Ransomware Group: QILIN

VICTIM NAME: kanzlei-schramm[.]com

NOTE: No files or stolen information are [exfiltrated/downloaded/taken/hosted/seen/reposted/disclosed] by RedPacket Security. Any legal issues relating to the content of the files should be directed at the attackers directly, not RedPacket Security. This blog is simply posting an editorial news post informing that a company has fallen victim to a ransomware attack. RedPacket Security is in no way affiliated or aligned with any ransomware threat actors or groups and will not host infringing content. The information on this page is fully automated and redacted whilst being scraped directly from the QILIN Onion Dark Web Tor Blog page.

AI Generated Summary of the Ransomware Leak Page

On October 4, 2025, a leak page associated with the ransomware group Qilin targeted kanzlei-schramm[.]com, a German legal and tax advisory firm. The post identifies the victim as kanzlei-schramm[.]com and describes a cybersecurity incident in which the attackers claim to have exfiltrated confidential information from the firm’s network. The post casts the event as a data-leak rather than a full encryption, and it provides a claim URL to publicly assert the breach. While the metadata does not list a compromise date, the stated post date serves as the published timestamp for this incident, and the leak is attributed to the Qilin group. The content positions kanzlei-schramm[.]com as a victim of a high-profile data exposure.

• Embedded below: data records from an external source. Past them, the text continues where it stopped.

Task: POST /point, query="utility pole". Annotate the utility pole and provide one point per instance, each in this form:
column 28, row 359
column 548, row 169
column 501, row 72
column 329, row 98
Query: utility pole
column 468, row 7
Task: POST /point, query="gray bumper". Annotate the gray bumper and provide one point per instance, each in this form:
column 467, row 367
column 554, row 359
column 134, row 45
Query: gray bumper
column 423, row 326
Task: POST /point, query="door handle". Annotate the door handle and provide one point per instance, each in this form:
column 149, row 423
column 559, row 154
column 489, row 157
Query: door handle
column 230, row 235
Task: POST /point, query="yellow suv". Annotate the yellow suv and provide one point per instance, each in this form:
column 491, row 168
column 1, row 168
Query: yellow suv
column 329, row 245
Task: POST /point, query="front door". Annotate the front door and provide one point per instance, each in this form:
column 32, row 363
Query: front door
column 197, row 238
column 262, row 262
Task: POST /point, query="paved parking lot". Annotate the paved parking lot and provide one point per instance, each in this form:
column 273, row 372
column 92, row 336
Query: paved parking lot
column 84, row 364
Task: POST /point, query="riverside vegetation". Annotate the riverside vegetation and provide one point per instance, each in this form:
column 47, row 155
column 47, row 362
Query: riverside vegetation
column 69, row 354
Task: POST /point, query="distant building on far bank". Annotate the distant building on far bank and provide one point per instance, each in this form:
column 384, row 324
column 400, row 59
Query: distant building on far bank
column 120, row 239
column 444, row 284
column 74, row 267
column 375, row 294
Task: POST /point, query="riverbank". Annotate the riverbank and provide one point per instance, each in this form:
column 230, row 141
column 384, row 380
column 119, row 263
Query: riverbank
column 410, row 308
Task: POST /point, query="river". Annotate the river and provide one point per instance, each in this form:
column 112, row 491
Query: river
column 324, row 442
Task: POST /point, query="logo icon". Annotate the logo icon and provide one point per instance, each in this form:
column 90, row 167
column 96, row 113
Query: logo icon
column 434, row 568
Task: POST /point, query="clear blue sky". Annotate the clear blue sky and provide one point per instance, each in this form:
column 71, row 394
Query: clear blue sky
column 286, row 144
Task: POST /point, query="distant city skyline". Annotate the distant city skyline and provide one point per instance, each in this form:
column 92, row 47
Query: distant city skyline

The leaked text characterizes the firm as operating in legal and tax advisory services, with mentions of focus areas such as tax law and business mediation. It suggests that the firm handles tasks like accounting, accounts receivable management, and tax return preparation, implying that sensitive commercial information could be at risk. The page accompanies the post with a gallery of 27 screenshots intended as evidence of the data exposure; the exact contents of these images are not described in the summary. There is no indication of a downloadable data package in the metadata, and no ransom amount is disclosed. Additionally, the post references contact channels and credentials that were present in the leak, though such Personal Data and credentials are redacted in this sanitized summary.

In summary, kanzlei-schramm[.]com is presented as a German law and tax advisory firm that appears to have experienced a data-leak event, with 27 internal-image documents offered as proof and a post date of 2025-10-04. The leak is attributed to the Qilin group, and while the post includes references to exfiltration and contact details, these elements have been redacted here to remove sensitive information. No ransom amount is provided in the available data, and no explicit compromise date beyond the post date is given. Defanged references to URLs and other network indicators are used in the leak’s materials, aligning with common leak-page practices.